Tutti sanno che una anno bisestile si caratterizza per l'aggiunta di un giorno extra alla fine del mese di Febbraio. Molti meno, invece, sanno che questa operazione si rende necessaria per riavvicinare il calendario Gregoriano (il nostro modo di misurare l'anno, sistema che è in vigore dal 1582 in sostituzione del precedente calendario Giuliano) al naturale ciclo delle stagioni; quest'ultimo è anche noto come anno solare o anno tropico, rappresenta la distanza temporale tra due equinozi o due solstizi dello stesso tipo, e ha una durata media di 365 giorni, 5 ore, 48 minuti e 46 secondi (si parla di durata media perché la durata reale è funzione del moto terrestre intorno al sole, orbita che varia leggermente di anno in anno per gli effetti dovuti alla gravità degli altri pianeti e per il fenomeno della precessione degli equinozi).
Dal 2000 molti hanno anche scoperto che gli anni bisestili sono quelli divisibili, oltre che per 4, anche per 400 ma non per 100 (il 2000 è stato bisestile, invece il 1900 no, né lo sarà il 2100, ammesso che in quella data il pianeta sarà ancora integro).

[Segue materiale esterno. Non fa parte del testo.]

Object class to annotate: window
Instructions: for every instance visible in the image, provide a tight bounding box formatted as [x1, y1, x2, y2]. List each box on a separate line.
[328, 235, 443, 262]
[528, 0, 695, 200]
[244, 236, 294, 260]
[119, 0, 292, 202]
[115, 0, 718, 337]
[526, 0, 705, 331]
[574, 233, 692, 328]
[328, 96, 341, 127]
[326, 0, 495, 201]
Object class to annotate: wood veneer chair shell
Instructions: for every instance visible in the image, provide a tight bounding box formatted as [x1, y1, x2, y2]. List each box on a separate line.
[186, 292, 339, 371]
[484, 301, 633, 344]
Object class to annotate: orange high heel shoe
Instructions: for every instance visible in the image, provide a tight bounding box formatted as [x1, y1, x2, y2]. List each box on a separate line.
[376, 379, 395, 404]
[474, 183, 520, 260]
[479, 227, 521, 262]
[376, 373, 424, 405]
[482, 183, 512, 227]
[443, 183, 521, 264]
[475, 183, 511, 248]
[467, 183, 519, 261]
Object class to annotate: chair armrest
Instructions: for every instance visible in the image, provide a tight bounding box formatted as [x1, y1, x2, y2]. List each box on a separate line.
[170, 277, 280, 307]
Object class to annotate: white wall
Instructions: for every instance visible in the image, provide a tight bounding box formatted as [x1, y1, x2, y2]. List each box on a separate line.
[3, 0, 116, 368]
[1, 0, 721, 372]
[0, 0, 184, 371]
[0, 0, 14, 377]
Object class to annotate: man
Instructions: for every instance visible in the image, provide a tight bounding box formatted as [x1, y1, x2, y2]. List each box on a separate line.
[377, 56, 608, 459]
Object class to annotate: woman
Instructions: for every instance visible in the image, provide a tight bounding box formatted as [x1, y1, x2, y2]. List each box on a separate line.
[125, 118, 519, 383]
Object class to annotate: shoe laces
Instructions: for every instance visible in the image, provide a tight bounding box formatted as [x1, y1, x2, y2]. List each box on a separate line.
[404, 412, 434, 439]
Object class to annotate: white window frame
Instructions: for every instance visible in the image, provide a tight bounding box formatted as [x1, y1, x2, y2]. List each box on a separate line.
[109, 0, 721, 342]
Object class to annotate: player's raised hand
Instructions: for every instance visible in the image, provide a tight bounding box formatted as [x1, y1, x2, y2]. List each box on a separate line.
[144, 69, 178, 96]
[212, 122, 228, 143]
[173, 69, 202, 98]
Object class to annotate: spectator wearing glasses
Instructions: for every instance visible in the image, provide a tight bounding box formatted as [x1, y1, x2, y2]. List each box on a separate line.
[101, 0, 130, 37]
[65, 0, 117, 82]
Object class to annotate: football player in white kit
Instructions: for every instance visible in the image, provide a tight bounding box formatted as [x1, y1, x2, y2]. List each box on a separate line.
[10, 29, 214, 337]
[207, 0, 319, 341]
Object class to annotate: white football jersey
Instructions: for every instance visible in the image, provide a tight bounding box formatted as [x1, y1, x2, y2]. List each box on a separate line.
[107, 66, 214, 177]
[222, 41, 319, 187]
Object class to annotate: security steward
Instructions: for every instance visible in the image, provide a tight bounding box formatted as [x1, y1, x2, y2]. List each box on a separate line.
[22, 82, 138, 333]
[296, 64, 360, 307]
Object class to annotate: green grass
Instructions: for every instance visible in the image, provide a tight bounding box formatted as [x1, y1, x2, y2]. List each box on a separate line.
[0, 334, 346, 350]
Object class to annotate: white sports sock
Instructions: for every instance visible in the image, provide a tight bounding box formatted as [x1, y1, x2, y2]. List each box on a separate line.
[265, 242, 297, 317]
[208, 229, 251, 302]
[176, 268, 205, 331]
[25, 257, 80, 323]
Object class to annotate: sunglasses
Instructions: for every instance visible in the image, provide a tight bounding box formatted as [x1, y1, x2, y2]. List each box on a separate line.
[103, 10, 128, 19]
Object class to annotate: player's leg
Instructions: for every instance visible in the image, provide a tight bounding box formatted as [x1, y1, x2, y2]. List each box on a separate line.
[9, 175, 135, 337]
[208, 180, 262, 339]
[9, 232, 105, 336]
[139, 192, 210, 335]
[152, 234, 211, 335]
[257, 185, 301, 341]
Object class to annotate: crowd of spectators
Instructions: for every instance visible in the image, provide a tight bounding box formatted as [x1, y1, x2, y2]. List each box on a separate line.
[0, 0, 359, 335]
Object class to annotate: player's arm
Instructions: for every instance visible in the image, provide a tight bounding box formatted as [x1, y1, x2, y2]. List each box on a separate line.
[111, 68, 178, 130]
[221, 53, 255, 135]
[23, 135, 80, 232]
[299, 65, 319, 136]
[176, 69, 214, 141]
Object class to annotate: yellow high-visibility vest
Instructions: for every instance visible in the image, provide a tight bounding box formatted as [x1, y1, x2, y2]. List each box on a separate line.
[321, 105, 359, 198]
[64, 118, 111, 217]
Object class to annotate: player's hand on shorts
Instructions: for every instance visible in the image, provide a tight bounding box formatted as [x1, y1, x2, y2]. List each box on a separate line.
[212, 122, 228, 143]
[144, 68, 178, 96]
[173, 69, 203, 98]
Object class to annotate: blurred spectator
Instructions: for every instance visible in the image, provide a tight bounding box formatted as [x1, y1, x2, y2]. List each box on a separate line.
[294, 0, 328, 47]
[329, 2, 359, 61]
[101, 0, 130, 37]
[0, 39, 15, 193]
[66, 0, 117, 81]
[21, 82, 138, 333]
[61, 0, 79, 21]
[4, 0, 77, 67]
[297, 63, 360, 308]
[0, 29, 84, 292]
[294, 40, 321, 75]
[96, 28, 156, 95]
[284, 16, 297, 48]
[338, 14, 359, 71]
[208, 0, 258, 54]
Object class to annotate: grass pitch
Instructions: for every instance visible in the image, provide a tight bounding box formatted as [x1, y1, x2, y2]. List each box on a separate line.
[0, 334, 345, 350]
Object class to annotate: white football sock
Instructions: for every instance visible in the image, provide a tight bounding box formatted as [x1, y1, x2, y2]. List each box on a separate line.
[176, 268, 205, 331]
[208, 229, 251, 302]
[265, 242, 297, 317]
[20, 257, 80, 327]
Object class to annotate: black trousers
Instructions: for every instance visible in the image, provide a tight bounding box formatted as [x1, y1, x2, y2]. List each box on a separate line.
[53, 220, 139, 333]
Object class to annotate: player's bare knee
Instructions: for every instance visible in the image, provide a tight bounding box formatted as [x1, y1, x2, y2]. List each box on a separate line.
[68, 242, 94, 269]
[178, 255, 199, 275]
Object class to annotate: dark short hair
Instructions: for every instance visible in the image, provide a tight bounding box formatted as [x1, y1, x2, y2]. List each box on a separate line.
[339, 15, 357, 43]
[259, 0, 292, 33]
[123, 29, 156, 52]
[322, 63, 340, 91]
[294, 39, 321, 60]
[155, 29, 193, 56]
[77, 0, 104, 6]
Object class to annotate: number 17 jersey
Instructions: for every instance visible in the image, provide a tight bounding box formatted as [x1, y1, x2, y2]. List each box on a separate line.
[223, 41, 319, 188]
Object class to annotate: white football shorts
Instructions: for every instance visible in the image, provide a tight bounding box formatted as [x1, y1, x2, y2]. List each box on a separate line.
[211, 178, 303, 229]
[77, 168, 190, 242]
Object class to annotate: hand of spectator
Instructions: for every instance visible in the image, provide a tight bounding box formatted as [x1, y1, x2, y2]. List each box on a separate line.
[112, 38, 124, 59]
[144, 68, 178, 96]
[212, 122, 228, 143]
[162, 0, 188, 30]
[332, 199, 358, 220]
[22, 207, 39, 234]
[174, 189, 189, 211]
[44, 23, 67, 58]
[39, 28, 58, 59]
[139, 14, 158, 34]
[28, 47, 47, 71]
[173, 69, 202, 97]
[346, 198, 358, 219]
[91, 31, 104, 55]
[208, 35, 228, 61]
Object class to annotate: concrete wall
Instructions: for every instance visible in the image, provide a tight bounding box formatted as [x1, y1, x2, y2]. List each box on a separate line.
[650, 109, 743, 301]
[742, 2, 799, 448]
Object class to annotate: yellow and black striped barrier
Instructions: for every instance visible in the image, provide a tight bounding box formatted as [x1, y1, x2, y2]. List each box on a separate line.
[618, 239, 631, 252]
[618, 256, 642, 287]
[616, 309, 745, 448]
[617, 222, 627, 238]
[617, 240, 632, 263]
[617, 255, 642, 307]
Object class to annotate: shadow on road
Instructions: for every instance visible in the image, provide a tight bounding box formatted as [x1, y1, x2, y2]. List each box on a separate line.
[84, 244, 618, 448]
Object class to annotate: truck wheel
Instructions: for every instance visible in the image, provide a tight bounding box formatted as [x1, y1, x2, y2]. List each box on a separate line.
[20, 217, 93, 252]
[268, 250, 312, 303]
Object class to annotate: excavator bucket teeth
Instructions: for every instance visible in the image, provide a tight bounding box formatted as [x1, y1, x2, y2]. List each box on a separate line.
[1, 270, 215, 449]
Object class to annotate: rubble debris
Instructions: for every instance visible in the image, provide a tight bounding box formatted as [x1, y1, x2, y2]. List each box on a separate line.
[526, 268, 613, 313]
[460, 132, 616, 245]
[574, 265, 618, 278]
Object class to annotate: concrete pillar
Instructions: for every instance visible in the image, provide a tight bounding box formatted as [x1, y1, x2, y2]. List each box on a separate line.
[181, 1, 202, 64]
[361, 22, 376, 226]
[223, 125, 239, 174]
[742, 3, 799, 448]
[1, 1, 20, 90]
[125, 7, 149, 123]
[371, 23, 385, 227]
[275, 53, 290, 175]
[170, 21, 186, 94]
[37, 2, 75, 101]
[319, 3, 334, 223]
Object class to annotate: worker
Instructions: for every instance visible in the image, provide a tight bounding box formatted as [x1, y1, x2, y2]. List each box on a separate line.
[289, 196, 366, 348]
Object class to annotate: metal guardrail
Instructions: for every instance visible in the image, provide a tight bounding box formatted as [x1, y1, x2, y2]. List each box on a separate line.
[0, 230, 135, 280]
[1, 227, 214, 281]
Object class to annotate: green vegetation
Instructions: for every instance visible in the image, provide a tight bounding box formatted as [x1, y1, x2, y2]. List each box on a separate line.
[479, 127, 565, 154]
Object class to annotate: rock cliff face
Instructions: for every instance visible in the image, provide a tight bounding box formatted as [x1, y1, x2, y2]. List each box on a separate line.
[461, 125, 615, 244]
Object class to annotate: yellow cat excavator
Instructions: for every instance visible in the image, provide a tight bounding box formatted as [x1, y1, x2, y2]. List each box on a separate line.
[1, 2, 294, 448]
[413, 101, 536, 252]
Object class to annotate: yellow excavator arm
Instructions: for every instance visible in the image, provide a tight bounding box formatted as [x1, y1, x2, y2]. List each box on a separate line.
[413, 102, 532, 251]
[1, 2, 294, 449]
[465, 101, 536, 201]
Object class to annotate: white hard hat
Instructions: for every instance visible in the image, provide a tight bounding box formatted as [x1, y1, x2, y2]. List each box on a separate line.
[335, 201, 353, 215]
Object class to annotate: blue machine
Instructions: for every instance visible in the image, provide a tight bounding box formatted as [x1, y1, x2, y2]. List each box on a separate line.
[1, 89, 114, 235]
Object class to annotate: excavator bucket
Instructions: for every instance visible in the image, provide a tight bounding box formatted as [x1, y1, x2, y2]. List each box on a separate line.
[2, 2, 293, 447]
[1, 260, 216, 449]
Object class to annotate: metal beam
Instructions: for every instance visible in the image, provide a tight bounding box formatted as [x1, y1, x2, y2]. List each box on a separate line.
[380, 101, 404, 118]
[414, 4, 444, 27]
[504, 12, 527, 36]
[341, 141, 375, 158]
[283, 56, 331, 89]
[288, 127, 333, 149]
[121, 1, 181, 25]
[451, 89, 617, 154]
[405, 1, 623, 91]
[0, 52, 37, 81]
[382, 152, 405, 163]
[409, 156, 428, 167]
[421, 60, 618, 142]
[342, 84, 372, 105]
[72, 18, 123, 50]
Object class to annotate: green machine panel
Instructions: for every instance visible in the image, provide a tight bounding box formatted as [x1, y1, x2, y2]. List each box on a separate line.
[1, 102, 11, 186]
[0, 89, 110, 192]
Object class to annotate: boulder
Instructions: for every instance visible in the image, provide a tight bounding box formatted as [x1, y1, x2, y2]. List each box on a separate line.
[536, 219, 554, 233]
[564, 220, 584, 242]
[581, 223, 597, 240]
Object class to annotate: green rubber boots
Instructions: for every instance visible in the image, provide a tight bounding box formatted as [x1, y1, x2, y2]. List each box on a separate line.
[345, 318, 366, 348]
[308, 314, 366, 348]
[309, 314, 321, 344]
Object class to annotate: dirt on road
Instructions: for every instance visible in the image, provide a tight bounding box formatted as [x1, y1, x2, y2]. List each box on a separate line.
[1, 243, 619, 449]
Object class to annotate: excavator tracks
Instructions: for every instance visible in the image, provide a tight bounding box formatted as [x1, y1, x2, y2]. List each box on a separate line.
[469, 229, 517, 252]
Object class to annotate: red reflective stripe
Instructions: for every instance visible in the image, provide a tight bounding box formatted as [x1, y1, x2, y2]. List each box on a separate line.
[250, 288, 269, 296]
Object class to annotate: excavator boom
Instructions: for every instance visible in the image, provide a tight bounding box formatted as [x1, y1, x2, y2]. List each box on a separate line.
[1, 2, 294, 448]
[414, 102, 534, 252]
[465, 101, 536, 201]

E sono forse pochissimi quelli che conoscono l'etimologia del termine bisestile. Per coglierne l'origine bisogna risalire al periodo del calendario Giuliano, epoca in cui si usava già introdurre un giorno in più per allineare il calendario civile all'anno solare. A quei tempi l'inserimento del giorno extra avveniva dopo il 24 Febbraio, che era chiamato sesto giorno prima delle calende di Marzo (i Latini avevano l'abitudine di contare i giorni per sottrazione a partire da certe date prefissate).
Devo dire che parte della colpa è da attribuire alla pronuncia dell'aggettivo bisestile. La esse dolce, infatti, non aiuta per nulla a collegare quel termine ai corrispondenti sestile, sesto e sei (tutti e tre con esse aspra). E di fatto il problema della pronuncia è conseguenza della mancata distinzione grafica che nel Toscano non consente di separare i due tipi di esse.